Шрифт:
Закладка:
Он говорил сам себе:
— Судьба изменила мой характер. Я стал подозрителен и недоверчив к людям[389]. Сплетнями занимаются все в этой гадкой стране — и светское общество, и дурно воспитанные люди. А ханжей здесь! О ужас! Их почитают как святых!
— Кому какое дело до моей личной жизни?! — спрашивал он Степановых.
Даже любимая сестра Мари его осуждала за неблагора-зумный образ жизни, за посещение странных компаний и ночных посиделок[390].
— О, эти родственники, родственники, — метался он ночью в бессоннице. — Вот бич всех чувствительных людей. Мое решение принято — никаких больше связей здесь. Я уже достаточно всего натерпелся, с меня довольно! Им удалось отнять у меня все, даже святой восторг перед моим искусством — мое последнее прибежище[391].
Сестра Мари и ее муж Дмитрий Стунеев продолжали передавать Евгении Андреевне всевозможные слухи. Глинка неоднократно повторял:
— Эх, эти Стунеевы! Они всегда имели пагубное влияние на мою судьбу.
Дмитрий Степанович настаивал, чтобы Глинка написал духовное завещание. На что Мишель ему с удивлением отвечал:
— Помилуйте! Но ведь я еще жив и даже не при смерти!
Стунеевы беспокоились о своей части наследства. Дмитрий распустил слухи: он настаивал, что внимание друзей и их заботы — застолья с алкоголем и ночными посиделками — были корыстными. Они хотели воспользоваться его безвольным состоянием, чтобы выманивать из него векселя.
Возмущенный предательством родственников, он решил действительно оставить завещание. Мысли о смерти все чаще посещали его. Свои распоряжения относительно части наследства он отправил в письме матушке 1 апреля 1841 года. Он решил все отдать… Софье Нольде с детьми (но не включил в наследники ее мужа). В юности они были дружны и даже влюблены друг в друга, музицировали вместе. Глинка сохранил к ней теплые чувства. Софья теперь жила очень бедно, находилась «в самом жалком положении»[392], как вспоминал композитор. Так что Мишель решил исправить ее положение, а родные сестры и без его денег были пристроены. К этому, вероятно, примешивалась злость на родственников, желание им отомстить.

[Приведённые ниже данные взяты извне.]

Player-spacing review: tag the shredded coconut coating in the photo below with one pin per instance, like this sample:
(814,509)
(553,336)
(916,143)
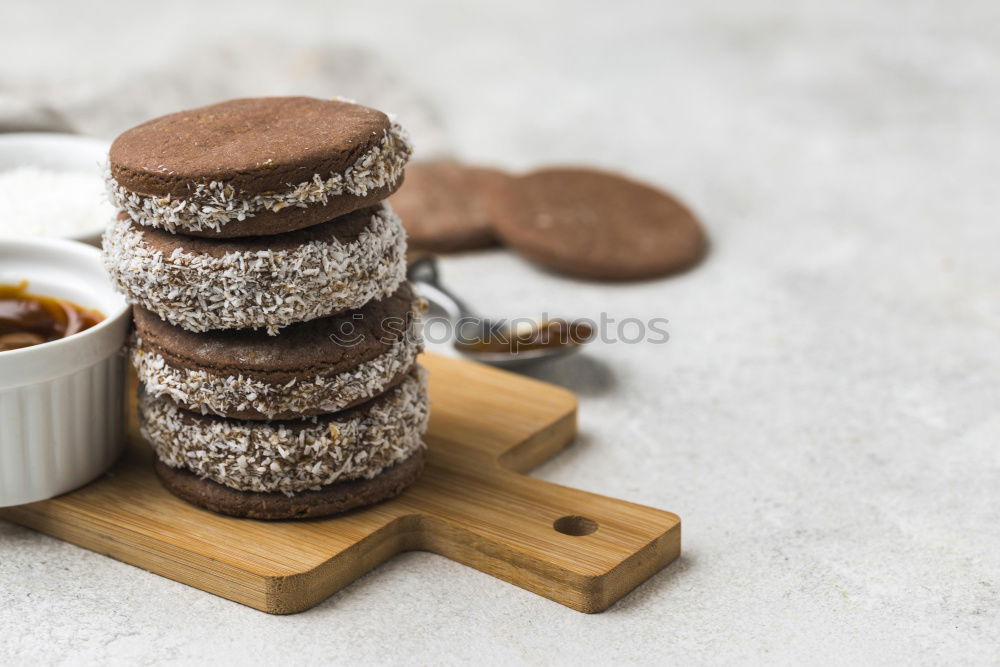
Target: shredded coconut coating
(215,204)
(261,289)
(273,457)
(212,393)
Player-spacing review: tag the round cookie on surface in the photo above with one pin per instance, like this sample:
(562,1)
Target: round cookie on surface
(311,368)
(444,205)
(256,166)
(596,224)
(333,499)
(290,457)
(262,281)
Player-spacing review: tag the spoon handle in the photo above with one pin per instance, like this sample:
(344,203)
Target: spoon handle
(423,273)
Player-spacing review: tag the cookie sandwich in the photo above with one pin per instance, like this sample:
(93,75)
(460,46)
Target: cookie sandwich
(249,167)
(276,338)
(254,282)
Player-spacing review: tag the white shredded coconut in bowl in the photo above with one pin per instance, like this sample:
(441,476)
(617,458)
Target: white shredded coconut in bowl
(39,201)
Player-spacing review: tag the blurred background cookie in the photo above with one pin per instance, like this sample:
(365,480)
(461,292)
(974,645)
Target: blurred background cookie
(444,205)
(596,224)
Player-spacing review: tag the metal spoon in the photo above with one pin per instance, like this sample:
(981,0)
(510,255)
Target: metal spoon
(491,341)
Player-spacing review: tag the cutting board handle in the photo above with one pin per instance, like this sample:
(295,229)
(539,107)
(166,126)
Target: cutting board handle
(580,549)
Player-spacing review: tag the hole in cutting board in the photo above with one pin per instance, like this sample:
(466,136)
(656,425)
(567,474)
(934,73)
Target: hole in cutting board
(574,525)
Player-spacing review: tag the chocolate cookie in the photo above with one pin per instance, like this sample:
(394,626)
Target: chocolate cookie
(290,457)
(445,205)
(261,281)
(257,166)
(326,501)
(314,367)
(595,224)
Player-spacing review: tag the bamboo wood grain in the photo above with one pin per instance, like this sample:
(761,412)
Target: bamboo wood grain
(471,505)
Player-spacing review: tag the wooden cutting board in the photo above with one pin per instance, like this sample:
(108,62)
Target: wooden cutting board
(473,505)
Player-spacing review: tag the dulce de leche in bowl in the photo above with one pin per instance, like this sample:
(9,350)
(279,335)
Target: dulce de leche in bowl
(62,328)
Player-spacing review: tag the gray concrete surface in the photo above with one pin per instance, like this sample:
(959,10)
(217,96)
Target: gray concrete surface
(824,417)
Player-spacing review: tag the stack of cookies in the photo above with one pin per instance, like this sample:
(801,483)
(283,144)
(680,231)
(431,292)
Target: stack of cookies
(276,336)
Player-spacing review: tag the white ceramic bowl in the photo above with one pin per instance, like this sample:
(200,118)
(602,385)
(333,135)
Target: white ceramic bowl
(61,403)
(60,152)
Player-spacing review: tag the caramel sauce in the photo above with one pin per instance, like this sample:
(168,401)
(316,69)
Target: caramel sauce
(546,334)
(31,319)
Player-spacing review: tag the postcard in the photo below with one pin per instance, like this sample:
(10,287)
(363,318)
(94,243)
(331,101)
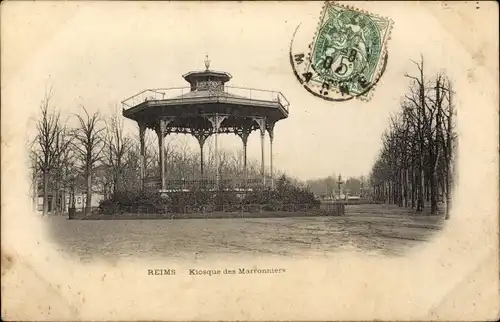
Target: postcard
(260,161)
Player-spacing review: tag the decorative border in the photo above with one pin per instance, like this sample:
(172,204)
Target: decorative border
(380,67)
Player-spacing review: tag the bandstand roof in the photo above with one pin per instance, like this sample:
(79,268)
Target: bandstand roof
(189,107)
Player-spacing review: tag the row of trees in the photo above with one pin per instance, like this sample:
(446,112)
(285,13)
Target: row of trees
(415,167)
(96,154)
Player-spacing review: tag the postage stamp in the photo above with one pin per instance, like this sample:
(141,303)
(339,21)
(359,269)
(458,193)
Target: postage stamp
(347,54)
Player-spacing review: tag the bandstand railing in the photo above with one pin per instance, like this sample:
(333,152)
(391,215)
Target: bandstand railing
(179,93)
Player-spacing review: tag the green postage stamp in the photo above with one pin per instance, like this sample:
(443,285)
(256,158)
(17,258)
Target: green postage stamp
(347,55)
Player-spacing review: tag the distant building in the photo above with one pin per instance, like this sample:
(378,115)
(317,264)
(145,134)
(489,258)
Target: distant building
(80,200)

В это время окончательно складывается его образ меланхоличного странника. Таким «одиноким и бездомным горемыкой»[393], как он себя характеризует в письмах, он и будет представать в обществе до конца жизни.
Развод
Но поездке за рубеж в 1841 году все-таки не суждено было состояться.
Слуга Яков был большим сплетником: он ходил по городу и собирал новости, а потом докладывал господину. Как-то на Страстной неделе, вернувшись с прогулки, он сказал:
— Михаил Иванович, имею честь поздравить!
— С чем, Ульяныч?
— Ваша жена Марья Петровна замуж вышла.
Глинка замер: несуразный Яков[394], в сумерках, с такой страшной новостью. Было что-то шекспировское в этом образе и всей сцене.
Действительно, в апреле 1841 года по городу поползли слухи о том, что Мария Петровна, не разведясь с Глинкой, обвенчалась с корнетом Конногвардейского полка Николаем Васильчиковым, племянником председателя Государственного совета, князя Иллариона Васильевича Васильчикова (1775–1847). Неожиданный поворот событий — незаконный брак вместо монастыря, где Мари собиралась провести остаток дней.
Как писал Глинка, Николя был человеком недалеким, но очень богатым, что, видимо, подкупало его жену. Бракосочетание совершил пьяница-священник за взятку в одной из захолустных церквей Лужского уезда Санкт-Петербургской губернии в Великий пост.
Бледный Глинка был напуган. Он долго ходил в раздумьях, а потом спросил у Степанова:
— Можно ли мне держать в передней солдата?
— Зачем это?
— Я вот что думаю. Марья Петровна вступила в незаконный брак. Законным он становится когда? Правильно, когда меня не будет в живых…
Степанов смутился и ответил:
— Тебе ничто не угрожает. Ты в безопасности. Ко мне в квартиру трудно забраться. В передней висит колокольчик. С черного ходу — много людей. Никого без доклада не пропустят.
Мысль об угрозе убийства оставила его, но нервное напряжение повышалось с каждым днем.
Глинка, получив подтверждение слухам, решил действовать неспешно и рассудительно, насколько это было возможно.
— Нужно обустроить лучшим образом дела с разво-дом, — сказал он Степановым и Кукольнику.
Он отправил Кукольника улаживать дело с Марией Петровной, требующей каждый месяц полагающихся ей выплат. Он больше не хотел платить, но и не хотел с ней встречаться для разговоров.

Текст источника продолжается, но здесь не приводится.